Saverio Dominello, angeklagt wegen versuchten Mordes und Schwarzhandels mit Eintrittskarten in Folge der Unterwanderung der Hooligan-Gruppen der Juventus, ist  zu zwölf Jahren Haft verurteilt worden, sein Sohn zu sieben Jahren Haft. Fabio Germani dagegen, Präsident des Fanclubs „Italia Bianconera“, wurde freigesprochen. Er wurde 2016 festgenommen und galt als das verbindende Glied zwischen Dominello und Juventus; sein Anwalt betonte, dass die Freundschaft zwischen den beiden keine Unterstützung für die Tätigkeit der ‘ndrangheta bedeute.

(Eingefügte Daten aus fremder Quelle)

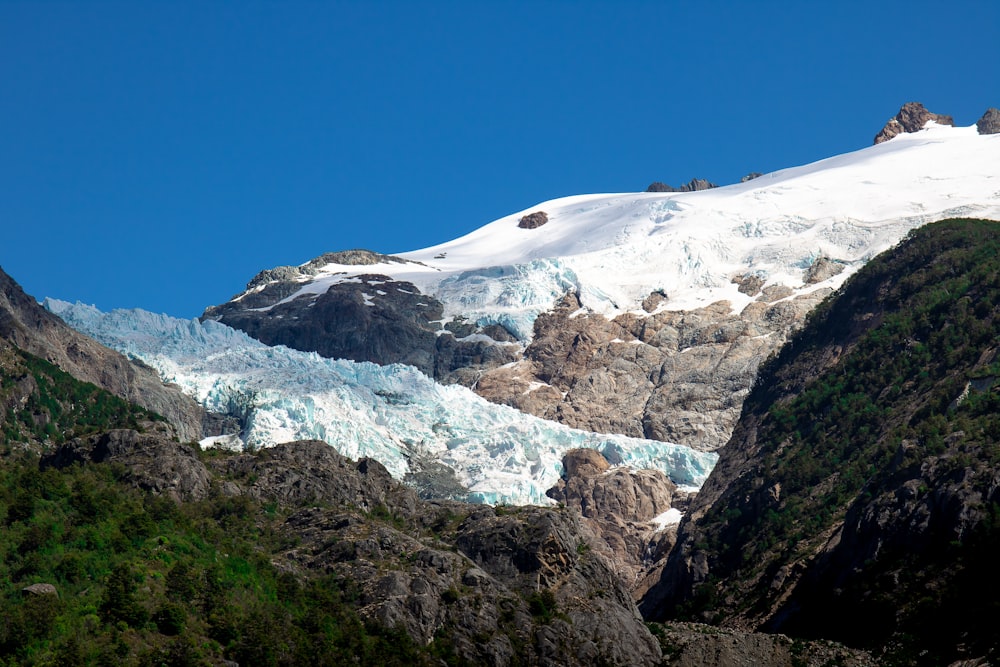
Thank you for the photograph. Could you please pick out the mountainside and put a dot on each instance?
(30, 328)
(643, 314)
(445, 440)
(858, 498)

Für den Richter Giacomo Marson bleibt es dennoch unwahrscheinlich, dass die Juventus nicht auf dem Laufenden der „wenig transparenten“ Handhabung der Tickets für die Hooligans gewesen sei. Die Alarmglocken hätten 2014 läuten sollen, als ein Schweizer Fan Beschwerde einlegte, weil er 620 Euro für ein Ticket aus Dominellos Coupon-Topf gezahlt hatte, das allerdings nur 140 Euro wert ist.

Die ganze Verbindung zwischen der Fußballwelt und der organisierten Kriminalität wird durch die Verfahren gegen die „geschenkten Tickets“ des SSC Neapel  noch weniger transparent. Der Verein soll sie den Esposito-Brüdern geschenkt haben, drei Unternehmern aus Posillipo, die der Polizei aufgrund ihrer Verbindungen zur Camorra bekannt sind. In den letzten Monaten hat Bundesstaatsanwalt Giuseppe Pecoraro zahlreiche Clubmitglieder und Spieler angehört und den Kreis Anfang November mit der Anhörung des Präsidenten Aurelio de Laurentiis geschlossen. Es sieht so aus, als ob das Verfahren zu den Akten gelegt werden würde, weil ein Tatbestand fehlt. Eine zweite Ermittlungsspur geht, anders als im Fall Juventus, von der Unwissenheit de Laurentiis’ über die Straftaten aus  – stattdessen seien diesmal die Spieler selbst darin verwickelt.